Yes, sure. So I'll take that one. In terms of what drove it, there's a couple of things. Some of our funds raised some money. And in particular, in the flagships, if you bring capital on, you get them catch-up fees. So that would have driven part of the jump, and that's the one that jumps to mind most readily for me. I expect that's the bulk of it. But Hadley, is there anything you would add to that?
No. I mean I think you've captured it. It really is around the fact that we've been buying more equity base in strategy and then moving assets that were to BWS and earning fees there. So those are probably the two main components there.
We have time for one more question. Our last question will come from Dan Fannon with Jefferies.
I guess just a follow-up on that question. So is the $54 million from BPG a good run rate prospectively within the Real Estate segment?
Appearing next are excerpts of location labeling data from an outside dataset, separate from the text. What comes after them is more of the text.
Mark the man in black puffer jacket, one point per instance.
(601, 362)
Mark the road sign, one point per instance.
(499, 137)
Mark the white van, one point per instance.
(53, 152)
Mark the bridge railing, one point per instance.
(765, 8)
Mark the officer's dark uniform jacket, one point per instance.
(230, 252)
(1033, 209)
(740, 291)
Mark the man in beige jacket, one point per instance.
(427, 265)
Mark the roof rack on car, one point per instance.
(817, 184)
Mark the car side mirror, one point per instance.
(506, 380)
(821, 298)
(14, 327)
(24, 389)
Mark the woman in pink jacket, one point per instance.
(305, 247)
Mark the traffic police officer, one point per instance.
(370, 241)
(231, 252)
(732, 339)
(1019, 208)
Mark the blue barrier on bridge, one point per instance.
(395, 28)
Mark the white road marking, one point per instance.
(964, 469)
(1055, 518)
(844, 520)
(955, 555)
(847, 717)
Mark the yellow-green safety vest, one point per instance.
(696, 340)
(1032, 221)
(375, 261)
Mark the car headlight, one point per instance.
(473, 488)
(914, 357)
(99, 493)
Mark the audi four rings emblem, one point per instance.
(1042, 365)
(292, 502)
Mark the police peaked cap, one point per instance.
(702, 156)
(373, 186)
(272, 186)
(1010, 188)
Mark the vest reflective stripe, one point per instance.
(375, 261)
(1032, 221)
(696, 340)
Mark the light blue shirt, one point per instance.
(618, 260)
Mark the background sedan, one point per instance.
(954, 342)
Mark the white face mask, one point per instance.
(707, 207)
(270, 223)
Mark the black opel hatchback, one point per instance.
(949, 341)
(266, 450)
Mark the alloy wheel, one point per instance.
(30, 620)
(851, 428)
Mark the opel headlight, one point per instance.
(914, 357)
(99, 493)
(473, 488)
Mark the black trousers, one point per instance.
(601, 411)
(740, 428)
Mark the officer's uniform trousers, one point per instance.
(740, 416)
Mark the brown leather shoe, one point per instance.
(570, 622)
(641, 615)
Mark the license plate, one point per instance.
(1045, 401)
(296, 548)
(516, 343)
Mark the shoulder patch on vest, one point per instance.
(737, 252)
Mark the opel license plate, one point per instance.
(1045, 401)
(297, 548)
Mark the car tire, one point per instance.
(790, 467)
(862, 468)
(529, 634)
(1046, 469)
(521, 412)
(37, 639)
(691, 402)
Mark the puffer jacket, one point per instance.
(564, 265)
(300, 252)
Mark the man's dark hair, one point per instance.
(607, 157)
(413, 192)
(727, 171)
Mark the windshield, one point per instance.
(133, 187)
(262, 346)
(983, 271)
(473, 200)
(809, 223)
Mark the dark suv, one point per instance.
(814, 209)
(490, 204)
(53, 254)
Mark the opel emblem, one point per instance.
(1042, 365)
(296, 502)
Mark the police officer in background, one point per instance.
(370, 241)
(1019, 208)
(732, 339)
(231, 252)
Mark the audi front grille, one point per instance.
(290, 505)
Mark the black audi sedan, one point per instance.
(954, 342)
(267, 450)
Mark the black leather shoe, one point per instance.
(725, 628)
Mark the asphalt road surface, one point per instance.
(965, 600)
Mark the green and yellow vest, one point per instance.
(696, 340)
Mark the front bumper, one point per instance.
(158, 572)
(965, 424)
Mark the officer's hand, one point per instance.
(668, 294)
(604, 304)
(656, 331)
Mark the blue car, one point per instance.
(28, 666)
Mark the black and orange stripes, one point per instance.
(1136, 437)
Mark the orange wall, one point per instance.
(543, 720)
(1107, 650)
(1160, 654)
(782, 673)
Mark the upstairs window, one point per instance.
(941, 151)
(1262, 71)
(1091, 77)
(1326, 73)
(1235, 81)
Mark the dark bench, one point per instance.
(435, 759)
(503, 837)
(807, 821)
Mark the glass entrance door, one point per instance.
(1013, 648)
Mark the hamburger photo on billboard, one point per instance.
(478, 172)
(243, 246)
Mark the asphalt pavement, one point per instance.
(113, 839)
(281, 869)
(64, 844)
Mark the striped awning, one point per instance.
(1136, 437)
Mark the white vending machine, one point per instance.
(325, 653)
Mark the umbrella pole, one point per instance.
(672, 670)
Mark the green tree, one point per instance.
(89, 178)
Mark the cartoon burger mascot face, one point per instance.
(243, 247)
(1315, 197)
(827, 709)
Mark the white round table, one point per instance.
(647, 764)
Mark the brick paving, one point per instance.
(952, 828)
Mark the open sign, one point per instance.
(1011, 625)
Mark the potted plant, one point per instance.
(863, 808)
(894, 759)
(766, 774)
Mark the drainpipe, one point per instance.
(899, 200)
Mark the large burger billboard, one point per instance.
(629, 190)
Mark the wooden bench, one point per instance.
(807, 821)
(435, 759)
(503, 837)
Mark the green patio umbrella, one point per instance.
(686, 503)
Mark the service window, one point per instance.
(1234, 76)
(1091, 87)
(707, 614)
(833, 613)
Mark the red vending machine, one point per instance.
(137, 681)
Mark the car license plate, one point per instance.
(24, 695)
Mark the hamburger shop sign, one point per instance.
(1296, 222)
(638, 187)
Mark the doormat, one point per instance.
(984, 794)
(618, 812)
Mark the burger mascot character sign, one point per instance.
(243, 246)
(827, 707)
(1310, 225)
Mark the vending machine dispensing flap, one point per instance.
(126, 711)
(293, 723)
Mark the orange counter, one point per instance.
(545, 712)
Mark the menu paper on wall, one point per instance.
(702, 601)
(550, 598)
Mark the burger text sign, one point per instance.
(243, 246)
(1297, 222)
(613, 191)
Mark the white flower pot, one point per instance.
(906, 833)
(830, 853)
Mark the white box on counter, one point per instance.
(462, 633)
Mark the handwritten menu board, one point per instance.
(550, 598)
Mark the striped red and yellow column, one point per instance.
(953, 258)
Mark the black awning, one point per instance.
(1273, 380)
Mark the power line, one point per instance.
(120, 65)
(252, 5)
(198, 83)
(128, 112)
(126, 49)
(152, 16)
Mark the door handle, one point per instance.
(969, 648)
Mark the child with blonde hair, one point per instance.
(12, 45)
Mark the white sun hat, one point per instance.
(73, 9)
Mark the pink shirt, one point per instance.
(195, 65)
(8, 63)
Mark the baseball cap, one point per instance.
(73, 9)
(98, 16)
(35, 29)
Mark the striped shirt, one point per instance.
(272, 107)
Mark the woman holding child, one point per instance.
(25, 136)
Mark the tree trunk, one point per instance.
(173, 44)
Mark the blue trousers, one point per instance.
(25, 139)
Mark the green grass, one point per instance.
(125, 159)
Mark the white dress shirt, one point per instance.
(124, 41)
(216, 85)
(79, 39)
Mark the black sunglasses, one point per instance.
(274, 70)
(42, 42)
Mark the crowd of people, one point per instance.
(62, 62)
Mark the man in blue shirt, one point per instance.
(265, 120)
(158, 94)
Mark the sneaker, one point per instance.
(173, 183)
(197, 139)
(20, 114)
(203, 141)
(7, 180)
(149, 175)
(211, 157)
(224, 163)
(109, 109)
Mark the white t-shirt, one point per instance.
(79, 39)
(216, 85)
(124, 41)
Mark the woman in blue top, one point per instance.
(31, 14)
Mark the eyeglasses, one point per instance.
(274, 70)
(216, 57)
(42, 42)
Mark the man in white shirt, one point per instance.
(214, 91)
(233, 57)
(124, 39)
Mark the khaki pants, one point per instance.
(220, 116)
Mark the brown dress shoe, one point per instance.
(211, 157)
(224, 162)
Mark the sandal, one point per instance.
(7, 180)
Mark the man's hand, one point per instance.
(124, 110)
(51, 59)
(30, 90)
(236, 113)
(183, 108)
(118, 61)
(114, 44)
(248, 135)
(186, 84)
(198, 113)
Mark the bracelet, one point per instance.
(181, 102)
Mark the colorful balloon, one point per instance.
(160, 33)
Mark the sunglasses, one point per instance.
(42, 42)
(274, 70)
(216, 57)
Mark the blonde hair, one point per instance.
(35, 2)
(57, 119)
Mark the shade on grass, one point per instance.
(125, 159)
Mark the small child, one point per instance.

Yes, absolutely. And if anything, I think we're going to continue to see that number creep up a bit over time.
Okay. Great. And then just as a follow-up within the context of insurance, on SMA for $1 billion scaling to, I think, $50 million you've talked about. I guess, just talking about the cadence of that and the backlog and conversations and how that -- the momentum in that business as we think about the near term versus that longer-term goal, how that should progress?
Certainly. And maybe to share how we are thinking about this. We created our insurance capability and developed it first and foremost to service our own related party insurance company, Brookfield Wealth Solutions. And that is our largest insurance client, if you will, and we put a amount of effort into building out the team and the franchise and the capabilities to be sure that we could service that client at the standard that we would expect. Therefore, the ability to bring on other clients and other partners at this point is relatively easy. And that is not to say that the job is easy and every one of those clients doesn't get a tailored solution to meet those needs.
But the platform is built. And therefore, there's incredible capacity to bring on more of those types of clients. And while we got the first one done this quarter, I would say we have a number of ongoing conversations to add to that. And maybe just to finish on this point and maybe back to, I think, what was one of the very first questions on this call. As we build out our insurance and our credit platform. There is this question around fees versus margins. And the important thing to recognize is lower fee does not necessarily mean lower margin. And the joy of having built this platform is it's a tremendous platform that allows us to raise scale capital and deploy that capital at scale on behalf of a small number of very large insurance partners, and therefore, while the fee rate might not be as high as in some of our other products, there's no reason it can't be given the scale, a very attractive margin business for us where we should see good operating leverage.
That concludes our question-and-answer session. I'd like to turn the call back to Jason Fooks for closing remarks.
Okay. Great. Thank you for everyone's participation and interest. If you should have additional questions on today's release, please feel free to contact me directly. Thanks again.
This concludes today's conference call. Thank you for participating. You may now disconnect.